Миссис Милтон знала, что о Бичемеле ходит слава дурного человека, но порочные мужчины не то же, что порочные женщины, и она пускала его к себе в дом, чтобы показать, что не боится, — о Джесси она не подумала. Поэтому, когда она узнала о побеге, это было для нее двойным разочарованием, ибо инстинктивно она угадала тут его руку. И она поступила гак, как подобало. А подобало в данном случае, как вы понимаете, нанять, не считаясь с расходами, экипаж и, объезжая ближайших знакомых, рыдать и говорить, что вы просто не знаете, что делать. Будь даже Джесси ее родной дочерью, она не могла бы объездить больше народу и пролить больше слез — она выказала все надлежащие чувства. И не только выказала, но и на самом деле их испытала.

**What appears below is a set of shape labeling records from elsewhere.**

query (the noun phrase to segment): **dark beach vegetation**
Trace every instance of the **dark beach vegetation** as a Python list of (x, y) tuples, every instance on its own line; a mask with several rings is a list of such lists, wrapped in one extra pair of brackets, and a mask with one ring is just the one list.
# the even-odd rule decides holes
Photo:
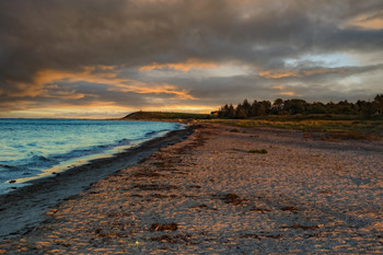
[[(199, 120), (245, 128), (282, 128), (304, 132), (324, 132), (324, 139), (380, 139), (383, 135), (383, 94), (373, 101), (350, 103), (307, 103), (304, 100), (275, 102), (244, 100), (233, 106), (227, 104), (211, 114), (136, 112), (126, 120)], [(240, 132), (239, 129), (231, 129)], [(309, 135), (306, 137), (310, 137)]]
[(383, 94), (379, 94), (373, 101), (358, 101), (350, 103), (347, 100), (338, 103), (321, 102), (307, 103), (304, 100), (281, 100), (274, 103), (270, 101), (254, 101), (252, 104), (244, 100), (242, 104), (233, 106), (225, 104), (218, 112), (213, 112), (220, 118), (245, 119), (258, 116), (270, 115), (317, 115), (321, 119), (332, 118), (333, 115), (344, 116), (363, 116), (371, 118), (376, 115), (383, 115)]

Миссис Милтон — преуспевающая, не слишком крупная писательница и еще более преуспевающая вдовушка тридцати двух лет («Томас Плантагенет — прелестная женщина», неизменно писали рецензенты, даже когда плохо отзывались о ней) — смотрела на Джесси, постепенно превращавшуюся в женщину, как на явную помеху, и охотно держала ее в тени; а Джесси, которая в четырнадцать лет встретила ее в штыки, принципиально возражая против любой мачехи, достаточно остро это чувствовала. Соперничество и вражда между ними все усиливались, так что в конце концов даже оброненная шпилька или книга, разрезанная острым ножом, вызывала бурный взрыв ненависти. В мире не так уж много намеренного зла. Правда, наш тупой эгоизм рождает порою зло, но с точки зрения нравственной это зло имеет совсем другую природу. И потому, когда случилась беда, миссис Милтон вполне искренне раскаялась в том, что допустила раскол в отношениях с падчерицей и сама сыграла в этом немалую роль.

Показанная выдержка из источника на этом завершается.